LET me say, with what force does the Spirit of God in Scripture teach us the mystery of life? With what an intense sense of it would He impress our souls, that we have lost it, but that Christ has it for us.
The flaming sword in the hand of the cherubim keeping every way, the way to the Tree of life, was the expression of this, as soon as ever sin was collimated, and death brought in. That sight let Adam learn, and all of us, through Adam, that the life which we have lost we never can regain.
The ordinance which forbad the eating of blood, set up as soon as ever the flesh of animals was given for food, and continued and repeated jealously in the law, was a witness of the same, a standing witness which spoke to the heart and conscience of men from the days of Noah to the times of the Gospel — and perhaps indeed to this present time (Acts 15).

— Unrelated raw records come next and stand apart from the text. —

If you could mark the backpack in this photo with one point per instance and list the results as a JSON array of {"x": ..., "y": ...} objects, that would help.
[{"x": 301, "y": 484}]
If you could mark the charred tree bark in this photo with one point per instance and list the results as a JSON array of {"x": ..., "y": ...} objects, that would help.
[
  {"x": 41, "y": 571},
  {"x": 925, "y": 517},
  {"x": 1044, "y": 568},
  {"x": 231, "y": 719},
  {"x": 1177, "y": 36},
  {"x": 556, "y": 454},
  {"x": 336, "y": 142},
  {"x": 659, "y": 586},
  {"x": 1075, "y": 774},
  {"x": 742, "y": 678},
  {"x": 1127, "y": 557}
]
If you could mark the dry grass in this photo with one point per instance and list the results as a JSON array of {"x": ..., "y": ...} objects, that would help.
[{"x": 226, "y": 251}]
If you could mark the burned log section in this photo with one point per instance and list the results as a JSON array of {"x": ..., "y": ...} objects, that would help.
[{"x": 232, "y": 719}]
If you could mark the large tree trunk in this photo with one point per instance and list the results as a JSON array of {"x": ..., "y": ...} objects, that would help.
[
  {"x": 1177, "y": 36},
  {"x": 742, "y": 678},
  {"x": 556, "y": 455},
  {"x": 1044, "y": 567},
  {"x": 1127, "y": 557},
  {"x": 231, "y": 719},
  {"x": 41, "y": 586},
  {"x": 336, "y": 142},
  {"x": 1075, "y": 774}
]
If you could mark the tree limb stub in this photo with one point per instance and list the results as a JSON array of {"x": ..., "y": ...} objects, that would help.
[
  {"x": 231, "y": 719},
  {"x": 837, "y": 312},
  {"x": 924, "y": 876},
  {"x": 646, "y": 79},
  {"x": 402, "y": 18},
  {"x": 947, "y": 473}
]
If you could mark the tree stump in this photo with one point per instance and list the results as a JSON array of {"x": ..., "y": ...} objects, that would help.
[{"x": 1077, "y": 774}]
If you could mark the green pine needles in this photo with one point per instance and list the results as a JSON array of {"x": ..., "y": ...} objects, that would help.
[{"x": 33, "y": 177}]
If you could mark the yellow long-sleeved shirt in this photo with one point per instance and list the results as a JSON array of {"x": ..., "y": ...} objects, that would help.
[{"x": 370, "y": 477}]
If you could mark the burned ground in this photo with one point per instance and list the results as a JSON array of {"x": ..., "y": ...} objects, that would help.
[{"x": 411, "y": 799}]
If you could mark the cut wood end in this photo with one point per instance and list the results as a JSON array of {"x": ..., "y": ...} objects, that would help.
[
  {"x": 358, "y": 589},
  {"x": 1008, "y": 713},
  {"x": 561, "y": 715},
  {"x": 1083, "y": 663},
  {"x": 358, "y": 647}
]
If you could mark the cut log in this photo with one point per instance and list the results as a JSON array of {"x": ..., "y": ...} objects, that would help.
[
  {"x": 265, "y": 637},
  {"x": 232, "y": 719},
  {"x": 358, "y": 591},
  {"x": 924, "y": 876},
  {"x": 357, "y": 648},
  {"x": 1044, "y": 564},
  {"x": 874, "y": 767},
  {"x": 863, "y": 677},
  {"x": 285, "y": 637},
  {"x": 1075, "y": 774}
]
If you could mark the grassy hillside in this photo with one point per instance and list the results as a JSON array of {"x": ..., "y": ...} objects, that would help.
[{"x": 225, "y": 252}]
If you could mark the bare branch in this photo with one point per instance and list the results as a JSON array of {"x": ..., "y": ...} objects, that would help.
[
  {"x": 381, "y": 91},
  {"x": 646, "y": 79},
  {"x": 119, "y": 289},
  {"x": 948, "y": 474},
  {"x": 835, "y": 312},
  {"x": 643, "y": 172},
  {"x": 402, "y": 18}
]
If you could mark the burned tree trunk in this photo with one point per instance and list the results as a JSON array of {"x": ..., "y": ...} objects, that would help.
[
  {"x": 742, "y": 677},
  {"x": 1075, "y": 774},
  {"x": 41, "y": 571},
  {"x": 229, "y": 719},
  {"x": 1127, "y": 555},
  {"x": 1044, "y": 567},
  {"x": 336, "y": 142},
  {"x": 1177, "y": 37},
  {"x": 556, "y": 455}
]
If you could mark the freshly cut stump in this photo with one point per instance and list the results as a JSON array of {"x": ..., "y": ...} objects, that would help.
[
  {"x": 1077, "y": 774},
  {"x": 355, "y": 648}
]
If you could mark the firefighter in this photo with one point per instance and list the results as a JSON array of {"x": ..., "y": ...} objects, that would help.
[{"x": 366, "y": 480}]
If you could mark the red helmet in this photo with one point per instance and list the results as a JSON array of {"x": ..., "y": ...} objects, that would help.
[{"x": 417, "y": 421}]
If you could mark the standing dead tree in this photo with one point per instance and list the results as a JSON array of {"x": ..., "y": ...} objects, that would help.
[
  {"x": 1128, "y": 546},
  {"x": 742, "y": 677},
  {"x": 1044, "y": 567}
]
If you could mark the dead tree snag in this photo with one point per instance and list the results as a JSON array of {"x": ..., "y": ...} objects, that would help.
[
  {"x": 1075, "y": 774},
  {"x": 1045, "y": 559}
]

The Gospel teaches the same great truth abundantly — none are left with any possible power to question it — that man is dead, dead in trespasses and sins, and that he is without strength, and can never recover or revive himself.
In this intense, emphatic way, does Scripture, from beginning to end, let man know that He has lost life, and lost it irrecoverably.
With equal intenseness is the other great mystery unfolded, that life is in Christ, the Son of God, and in Him for us.
Peter was given to know this, that life was in Jesus, that He was none less than the Son of the living God. And upon his confession, the Lord goes on at once to reveal the further truth, that that life, thus owned to be in Him, was a victorious life triumphant over death.
I stop not to give the beautiful proof which the Lord’s ministry affords us of this eternal life, this victorious life, this life of the “quickening spirit” being in Jesus all along His time here, but we see it gloriously displayed after His death. The empty sepulcher, as seen in John 20:5-7, is the peculiar witness that at Conqueror had been in the regions of death. And He was then, as we know, seen of the chosen witnesses for forty days after he had risen. But I want to meditate a little over the great fact, that this victorious life in Jesus the Son of God is for us. I turn to the first three chapters of the Epistle to the Hebrews.
There, He that was dead is alive again. His death is shown to have been for us. He did not die simply to exhibit His victory, to show that He was the stronger Man, though in the house of the strong one; but His death is declared to have been for us. It tells us, as Matthew 16:18, had pledged, that His victorious life the Son uses for the church.
He died as the Purger of our sins. He, by death, met him who was keeping us through fear of him all our life-time in bondage. These are the interpretations of His death which we find in the first two chapters.
At the opening of the third, we are commanded to consider Him who has been faithful, faithful after this manner, faithful to Him who appointed Him thus to undertake to gain life through death for us. We are to consider Him, for the establishing of our faith and for the comfort of our souls, acquainting ourselves with this great mystery, that the Son of the living God has been in conflict with death, and in the place of death, that He might bring back life to us who had lost it, and lost it irrevocably.
And as we are exhorted to consider Him, so are we further exhorted to hold Him, fast and firm and steadfast, as this same chapter proceeds.
And what is the warning? what must be the warning, after such teaching as this? “Take heed lest there be in any of you an evil heart of unbelief in departing from the living God.” How simple; and yet how needful, and yet how blessed! None less than “the living God” Himself has been made ours in Jesus, and therefore it is enough to say our all depends on holding to Him.